No such explanations have been provided by counsel or by
Campos, no other affidavits supplied, and no additional facts
proffered. On the record in this case, the Court concludes that
the claimant has failed to set forth a meritorious defense,
sufficient to ground a motion to vacate a default.
Unlike the situation in Davis v. Musler, supra, where the
Court of Appeals determined that a hearing was necessary before
denying the defendant's motion to vacate a default judgment,
this motion can be determined based on the papers submitted to
the Court. The claimant's motion papers do not raise
substantial questions of law and fact (id.). On the contrary,
they are straight-forward and contain few disputed facts. In
contrast to Musler, this Court has delineated the standards it
has applied in denying the motion and has outlined the
arguments pressed by the claimant (id. at p. 913). The reasons
for the denial are fully set forth. We therefore expect that
there need not be any guesswork regarding the grounds upon
which this Court relies. The reason for the denial of the
claimant's motion is a total lack of even an arguable
C. Prejudice to the Government
Based on the fact that the claimant has failed to set forth
a meritorious defense, the Court does not reach the issue of
whether the Government would be prejudiced if the Court were to
permit counsel for Campos to file a verified claim and answer
at this juncture. Suffice it to say that on this record, the
Government has not demonstrated any prejudice.
However, the Court does draw the Government's attention to
the fact that the "no res, no jurisdiction" rule is no longer
good law in this jurisdiction (see U.S. v. Aiello, 912 F.2d 4
[2d Cir. 1990], cert. denied, ___ U.S. ___, 111 S.Ct. 757, 112
L.Ed.2d 777 ). In Aiello, the Second Circuit adopted the
position of the dissenters in United States v. One Lear Jet
Aircraft, Serial No. 35A-280, 836 F.2d 1571, 1573 (11th Cir.

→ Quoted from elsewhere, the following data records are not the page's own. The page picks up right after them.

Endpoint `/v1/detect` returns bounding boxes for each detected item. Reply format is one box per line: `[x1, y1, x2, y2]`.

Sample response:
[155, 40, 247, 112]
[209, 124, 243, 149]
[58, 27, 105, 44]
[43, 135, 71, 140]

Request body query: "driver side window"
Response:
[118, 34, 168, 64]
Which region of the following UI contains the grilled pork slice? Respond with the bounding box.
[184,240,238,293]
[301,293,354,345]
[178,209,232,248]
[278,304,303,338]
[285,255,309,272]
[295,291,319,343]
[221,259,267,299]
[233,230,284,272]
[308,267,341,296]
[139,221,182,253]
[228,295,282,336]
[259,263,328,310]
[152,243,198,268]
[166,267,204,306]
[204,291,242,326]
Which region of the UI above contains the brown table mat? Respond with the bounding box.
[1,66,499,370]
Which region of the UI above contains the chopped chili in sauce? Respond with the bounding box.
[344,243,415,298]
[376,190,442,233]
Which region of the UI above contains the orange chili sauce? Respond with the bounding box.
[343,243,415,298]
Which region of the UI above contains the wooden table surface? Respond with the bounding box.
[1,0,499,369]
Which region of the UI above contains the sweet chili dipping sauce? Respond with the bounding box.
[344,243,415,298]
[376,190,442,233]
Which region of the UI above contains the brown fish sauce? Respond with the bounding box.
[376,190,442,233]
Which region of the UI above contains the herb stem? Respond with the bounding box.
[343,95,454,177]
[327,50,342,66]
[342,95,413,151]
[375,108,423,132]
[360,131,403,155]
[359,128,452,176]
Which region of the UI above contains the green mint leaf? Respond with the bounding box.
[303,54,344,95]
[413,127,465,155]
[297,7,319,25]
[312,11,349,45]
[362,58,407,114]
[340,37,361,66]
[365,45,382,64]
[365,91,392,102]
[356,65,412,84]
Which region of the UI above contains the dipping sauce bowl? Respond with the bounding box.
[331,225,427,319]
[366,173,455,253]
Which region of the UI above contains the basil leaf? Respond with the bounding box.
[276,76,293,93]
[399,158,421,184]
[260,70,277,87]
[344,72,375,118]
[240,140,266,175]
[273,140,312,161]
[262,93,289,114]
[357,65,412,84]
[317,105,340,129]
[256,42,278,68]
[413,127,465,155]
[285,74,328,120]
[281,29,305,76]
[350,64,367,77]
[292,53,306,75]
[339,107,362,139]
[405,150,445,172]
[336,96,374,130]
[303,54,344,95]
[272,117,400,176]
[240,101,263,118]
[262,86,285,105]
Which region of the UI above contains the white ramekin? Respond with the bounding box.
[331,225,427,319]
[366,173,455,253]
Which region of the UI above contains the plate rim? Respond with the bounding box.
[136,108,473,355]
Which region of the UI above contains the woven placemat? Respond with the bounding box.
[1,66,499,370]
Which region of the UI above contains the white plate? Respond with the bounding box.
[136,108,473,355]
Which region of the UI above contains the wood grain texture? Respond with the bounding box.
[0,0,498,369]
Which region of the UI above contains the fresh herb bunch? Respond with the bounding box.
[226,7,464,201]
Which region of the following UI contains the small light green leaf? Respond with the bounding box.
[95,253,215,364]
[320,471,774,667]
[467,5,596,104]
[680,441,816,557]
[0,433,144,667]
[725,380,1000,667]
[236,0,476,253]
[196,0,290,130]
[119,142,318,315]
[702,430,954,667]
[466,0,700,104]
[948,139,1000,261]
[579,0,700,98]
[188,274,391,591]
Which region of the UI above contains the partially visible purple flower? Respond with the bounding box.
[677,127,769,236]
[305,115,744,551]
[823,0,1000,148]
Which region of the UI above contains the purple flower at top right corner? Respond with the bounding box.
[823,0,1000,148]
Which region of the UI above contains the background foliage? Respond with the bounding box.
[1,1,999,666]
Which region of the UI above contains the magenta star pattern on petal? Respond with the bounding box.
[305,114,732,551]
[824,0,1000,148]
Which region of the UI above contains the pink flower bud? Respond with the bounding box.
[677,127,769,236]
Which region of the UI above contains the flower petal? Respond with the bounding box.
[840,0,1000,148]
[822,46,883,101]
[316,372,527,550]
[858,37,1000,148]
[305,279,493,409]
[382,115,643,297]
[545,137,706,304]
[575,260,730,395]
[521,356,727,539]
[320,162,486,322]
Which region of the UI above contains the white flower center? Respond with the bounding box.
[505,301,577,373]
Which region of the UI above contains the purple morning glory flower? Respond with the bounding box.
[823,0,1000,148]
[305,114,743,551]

1988), cert. denied, 487 U.S. 1204, 108 S.Ct. 2844, 101
L.Ed.2d 881 (1988), that there is no good reason why the
Government should be permitted to "insulate itself from the
appellate process by wrapping itself in the mantle of an
admiralty fiction designed at an earlier time to meet a problem
totally unrelated to present day civil forfeiture proceedings"
(United States v. One Lot of $25,721.00 In Currency,
938 F.2d 1417, 1419 [1st Cir. 1991]). Although certain realities must be
faced when the assets are real property, this doctrine is
particularly onerous in a currency forfeiture proceeding. As
the court in One Lot of $25,721.00 In Currency noted:
"The government has possession and control of the
currency from the time it seizes it. The execution
of the judgment merely transfers it from one
government pocket to the other. Basing
jurisdiction on what pocket contains the currency
is nothing more than a shell game. In addition to
being bereft of logic it is also unfair"
In sum, the Government's argument here, that the monies have
been deposited with the United States Department of the
Treasury and are therefore irretrievable, is without merit.
Because counsel for the claimant has failed to set forth a
meritorious defense, his motion to set aside the entry of
default and to vacate the forfeiture decree must be denied.